When I try to get Oct data with oct = data.sel(month_number=10)
it throws an error.
On a side note, I'm aware that there's possibly a solution to be found here, but to be honest I don't understand how it works. My confusion is mostly based around how they use 'time' both as a dictionary key and list of times at the same time.
I think I've written a helper function to do something just like that:
def combine_new_ds_dim(ds_dict, new_dim_name):
"""
Combines a dictionary of datasets along a new dimension using dictionary keys
as the new coordinates.
Parameters
----------
ds_dict : dict
Dictionary of xarray Datasets or dataArrays
new_dim_name : str
The name of the newly created dimension
Returns
-------
xarray.Dataset
Merged Dataset or DataArray
Raises
------
ValueError
If the values of the input dictionary were of an unrecognized type
"""
expanded_dss = []
for k, v in ds_dict.items():
expanded_dss.append(v.expand_dims(new_dim_name))

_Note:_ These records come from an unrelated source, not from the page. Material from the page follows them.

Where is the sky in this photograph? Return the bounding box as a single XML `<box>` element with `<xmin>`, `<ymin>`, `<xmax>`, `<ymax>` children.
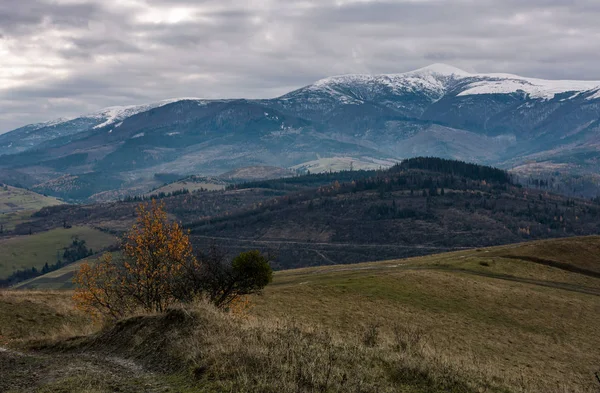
<box><xmin>2</xmin><ymin>0</ymin><xmax>600</xmax><ymax>133</ymax></box>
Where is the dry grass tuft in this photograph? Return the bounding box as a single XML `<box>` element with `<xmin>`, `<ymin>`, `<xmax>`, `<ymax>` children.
<box><xmin>0</xmin><ymin>289</ymin><xmax>97</xmax><ymax>345</ymax></box>
<box><xmin>163</xmin><ymin>302</ymin><xmax>496</xmax><ymax>393</ymax></box>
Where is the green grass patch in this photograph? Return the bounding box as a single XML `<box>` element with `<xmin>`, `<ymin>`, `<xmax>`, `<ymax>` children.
<box><xmin>0</xmin><ymin>184</ymin><xmax>63</xmax><ymax>214</ymax></box>
<box><xmin>0</xmin><ymin>227</ymin><xmax>117</xmax><ymax>280</ymax></box>
<box><xmin>0</xmin><ymin>184</ymin><xmax>63</xmax><ymax>231</ymax></box>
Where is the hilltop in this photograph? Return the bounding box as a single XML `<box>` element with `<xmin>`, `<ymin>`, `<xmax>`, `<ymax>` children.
<box><xmin>144</xmin><ymin>175</ymin><xmax>227</xmax><ymax>197</ymax></box>
<box><xmin>1</xmin><ymin>235</ymin><xmax>599</xmax><ymax>392</ymax></box>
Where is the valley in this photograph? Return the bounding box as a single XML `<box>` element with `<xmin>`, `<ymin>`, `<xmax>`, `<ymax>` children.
<box><xmin>2</xmin><ymin>157</ymin><xmax>599</xmax><ymax>281</ymax></box>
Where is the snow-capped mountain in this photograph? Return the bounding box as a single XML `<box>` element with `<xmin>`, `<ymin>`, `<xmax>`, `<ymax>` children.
<box><xmin>0</xmin><ymin>64</ymin><xmax>599</xmax><ymax>200</ymax></box>
<box><xmin>0</xmin><ymin>99</ymin><xmax>200</xmax><ymax>156</ymax></box>
<box><xmin>307</xmin><ymin>63</ymin><xmax>600</xmax><ymax>100</ymax></box>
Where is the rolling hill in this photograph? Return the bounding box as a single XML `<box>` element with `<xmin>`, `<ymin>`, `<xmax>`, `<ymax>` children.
<box><xmin>0</xmin><ymin>226</ymin><xmax>117</xmax><ymax>283</ymax></box>
<box><xmin>187</xmin><ymin>158</ymin><xmax>600</xmax><ymax>268</ymax></box>
<box><xmin>1</xmin><ymin>64</ymin><xmax>599</xmax><ymax>200</ymax></box>
<box><xmin>0</xmin><ymin>184</ymin><xmax>63</xmax><ymax>231</ymax></box>
<box><xmin>2</xmin><ymin>236</ymin><xmax>599</xmax><ymax>392</ymax></box>
<box><xmin>145</xmin><ymin>175</ymin><xmax>227</xmax><ymax>197</ymax></box>
<box><xmin>8</xmin><ymin>158</ymin><xmax>600</xmax><ymax>274</ymax></box>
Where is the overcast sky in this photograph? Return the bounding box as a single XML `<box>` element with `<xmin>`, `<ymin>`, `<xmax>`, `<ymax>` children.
<box><xmin>2</xmin><ymin>0</ymin><xmax>600</xmax><ymax>132</ymax></box>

expanded_dss[-1][new_dim_name] = [k]
new_ds = xr.concat(expanded_dss, new_dim_name)
return new_ds
If you have all of the data in individual netcdfs then you should be able to import them into individual dataArray
's. Assuming you've done that, you could then do
month_das = {
1: january_da,
2: february_da,
...
12: december_da
}
year_data = combine_new_ds_dim(month_das, 'month')
which would be the concatenation of all of the data along the new dimension month
with the desired coordinates. I think the main loop of the function is easy enough to separate if you want to use that alone.
EDIT:
For anyone looking at this in the future, there's a much easier way of doing this with builtin xarray functions. You can just concatenate along a new dimension
year_data = xr.concat([january_da, february_da, ..., december_da], dim="month")
which will create a new dataArray
with the constituent arrays concatenated along a new dimension, but without coordinates on that dimension. To add coordinates,
year_data["month"] = [1, 2, ..., 12]
at which point year_data
will be concatenated along the new dimension "month" and will have the desired coordinates along that dimension.